A workload is the central concept in Apache Solr Orbit. It defines:
Workloads are defined in a workload.json file. Pre-built workloads for Apache Solr are at https://github.com/apache/solr-orbit-workloads.
A test procedure is a named configuration within a workload that specifies a particular benchmark scenario. A workload can have multiple test procedures; you select one with --test-procedure when running the benchmark.
A pipeline is a sequence of high-level phases that a benchmark run executes:
| Pipeline | Description |
|---|---|
benchmark-only | Run against an existing Solr cluster; no provisioning |
docker | Start a Solr cluster via Docker, then benchmark, then tear down |
from-distribution | Download and install Solr, benchmark, tear down |
from-sources | Build Solr from source, install, benchmark, tear down |
A collection is a logical grouping of documents distributed across shards. Collections are defined in the workload's "collections" array and are created before benchmarking begins.
Each shard in a collection can have multiple replicas. Apache Solr supports three replica types:
Shard Leader — The primary replica of a shard, responsible for accepting writes and coordinating replication.
NRT Replica — A near-real-time replica that receives updates directly from the shard leader and participates in leader election.
TLOG Replica — A transaction-log replica that receives updates via replication from the shard leader and buffers changes in a transaction log.
Pull Replica — A read-only replica that only receives index segments from the shard leader, not transaction log entries.

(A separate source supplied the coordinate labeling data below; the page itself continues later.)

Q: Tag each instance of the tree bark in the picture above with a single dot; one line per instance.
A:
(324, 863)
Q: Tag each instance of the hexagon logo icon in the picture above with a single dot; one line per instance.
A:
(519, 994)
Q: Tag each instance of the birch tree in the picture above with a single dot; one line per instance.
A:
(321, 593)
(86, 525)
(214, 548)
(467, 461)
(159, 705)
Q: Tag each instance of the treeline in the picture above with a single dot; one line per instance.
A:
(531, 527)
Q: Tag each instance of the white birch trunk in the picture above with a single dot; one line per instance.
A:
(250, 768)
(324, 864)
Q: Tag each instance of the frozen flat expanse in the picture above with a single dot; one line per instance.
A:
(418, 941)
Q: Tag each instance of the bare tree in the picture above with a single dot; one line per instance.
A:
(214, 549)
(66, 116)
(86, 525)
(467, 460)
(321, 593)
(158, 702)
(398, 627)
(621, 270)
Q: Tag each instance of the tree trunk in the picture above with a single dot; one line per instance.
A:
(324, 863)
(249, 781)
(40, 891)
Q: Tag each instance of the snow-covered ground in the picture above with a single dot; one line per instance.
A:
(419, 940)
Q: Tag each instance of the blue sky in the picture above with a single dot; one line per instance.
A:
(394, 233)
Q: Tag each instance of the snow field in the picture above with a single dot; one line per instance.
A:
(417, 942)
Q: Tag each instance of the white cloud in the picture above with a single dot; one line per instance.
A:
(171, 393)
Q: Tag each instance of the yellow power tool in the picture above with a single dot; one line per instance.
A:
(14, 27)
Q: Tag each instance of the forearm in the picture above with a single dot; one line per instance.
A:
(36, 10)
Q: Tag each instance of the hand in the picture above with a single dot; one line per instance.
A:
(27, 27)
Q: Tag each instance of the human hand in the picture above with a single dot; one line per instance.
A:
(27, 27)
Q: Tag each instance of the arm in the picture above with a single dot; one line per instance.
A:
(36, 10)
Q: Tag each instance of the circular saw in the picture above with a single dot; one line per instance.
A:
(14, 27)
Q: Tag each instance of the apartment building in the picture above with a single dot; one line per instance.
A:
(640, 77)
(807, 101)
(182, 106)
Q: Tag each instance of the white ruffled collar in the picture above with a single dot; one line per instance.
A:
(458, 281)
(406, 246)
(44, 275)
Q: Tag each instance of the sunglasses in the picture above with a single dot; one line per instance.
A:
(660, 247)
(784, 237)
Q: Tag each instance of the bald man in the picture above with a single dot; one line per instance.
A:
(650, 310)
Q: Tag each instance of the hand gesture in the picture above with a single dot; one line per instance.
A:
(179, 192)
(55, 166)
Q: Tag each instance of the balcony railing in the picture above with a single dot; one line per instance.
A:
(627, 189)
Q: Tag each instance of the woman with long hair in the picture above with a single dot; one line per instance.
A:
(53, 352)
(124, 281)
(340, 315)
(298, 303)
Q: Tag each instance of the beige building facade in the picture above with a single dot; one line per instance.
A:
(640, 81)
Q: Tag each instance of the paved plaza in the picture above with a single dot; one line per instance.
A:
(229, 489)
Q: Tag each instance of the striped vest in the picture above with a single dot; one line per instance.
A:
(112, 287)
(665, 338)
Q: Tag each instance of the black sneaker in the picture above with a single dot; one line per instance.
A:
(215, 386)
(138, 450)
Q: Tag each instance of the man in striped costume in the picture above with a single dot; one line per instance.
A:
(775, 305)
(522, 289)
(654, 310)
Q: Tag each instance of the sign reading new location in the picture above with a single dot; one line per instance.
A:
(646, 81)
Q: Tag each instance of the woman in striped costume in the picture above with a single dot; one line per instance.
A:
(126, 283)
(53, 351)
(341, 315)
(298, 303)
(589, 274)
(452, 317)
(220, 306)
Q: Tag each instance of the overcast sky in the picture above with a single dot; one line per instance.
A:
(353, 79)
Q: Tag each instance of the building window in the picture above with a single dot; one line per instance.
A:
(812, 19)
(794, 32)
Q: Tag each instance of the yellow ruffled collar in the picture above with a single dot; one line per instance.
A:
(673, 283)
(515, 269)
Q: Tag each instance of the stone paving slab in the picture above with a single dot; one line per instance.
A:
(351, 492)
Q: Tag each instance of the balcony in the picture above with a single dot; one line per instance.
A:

A configset is a named set of Solr configuration files (primarily schema.xml and solrconfig.xml) stored in ZooKeeper. Every collection references a configset. Supply a custom configset in your workload's configset-path. See the Apache Solr Reference Guide for more information.
Operations are the individual benchmarking actions. Built-in operations include:
| Operation | Description |
|---|---|
bulk-index | Index a batch of documents from a corpus |
search | Execute a Solr query |
commit | Issue a hard (or soft) commit to Solr |
optimize | Issue an optimize (force-merge) command |
wait-for-merges | Wait until all background merge operations finish |
paginated-search | Cursor-paginated search using cursorMark |
create-collection | Create a Solr collection |
delete-collection | Delete a Solr collection |
raw-request | Execute an arbitrary Solr Admin API request |
A schedule controls how an operation executes: number of iterations, target throughput (ops/s), warmup iterations, and parallel client count.
Corpora are the datasets used by workloads. Each corpus references one or more data files (gzip-compressed NDJSON). Apache Solr Orbit downloads corpora from the workload repository or a configured data URL.
Facets are Solr's aggregation mechanism for computing counts, statistics, and groupings over search results.
At the end of each benchmark run, Apache Solr Orbit prints a summary table and saves it to disk. The table covers these metrics for every task in the challenge:
| Metric | Description |
|---|---|
| Throughput | Operations completed per second |
| Service time | Round-trip time from client request to client receipt of response |
| Latency | Service time plus any queue waiting time (differs from service time only when target-throughput is set) |
| Error rate | Fraction of operations that returned an error |
These terms are often used interchangeably in the industry but have distinct meanings in Apache Solr Orbit:
| Metric | Common definition | Apache Solr Orbit definition |
|---|---|---|
| Service time | Server processing time, excluding network | Time from when the HTTP client sends the request to when it receives the full response — including network latency, load balancer overhead, and serialization/deserialization |
| Latency | Service time plus network latency | Service time plus any time the request spent waiting in a local queue before being dispatched — only non-zero when target-throughput is configured |
Processing time measures the overhead that Apache Solr Orbit adds during a request — for example, setting up the request context or dispatching to the client library. It is distinct from and excluded from service time measurements. This value is useful for understanding the benchmarking tool's own footprint.
Service time is measured from the moment the HTTP client sends the request until the moment it receives the complete response. It includes:
Latency is service time plus any time the request spent waiting in a local queue before being sent. A queue only builds up when you set target-throughput on a task and the cluster cannot keep up with the requested rate. In that case, subsequent requests must wait for an earlier request to complete, adding queue time to the total latency.
When no target-throughput is set — or when the cluster can handle every request as fast as they arrive — latency equals service time.
Throughput is the rate at which Apache Solr Orbit issues requests, assuming that responses are returned instantaneously. It is not a measure of how many requests completed; it is a measure of how quickly requests were dispatched.
Pure throughput mode (target-throughput not set): Requests are issued as fast as possible — each client sends one request, waits for the response, then sends the next. Latency equals service time.
Throughput-throttled mode (target-throughput set): Requests are issued at a target rate (in ops/s). If you set a rate higher than the cluster can sustain, requests pile up in the local queue and latency grows. Set target-throughput to a value you know is achievable; see Target throughput for practical guidance.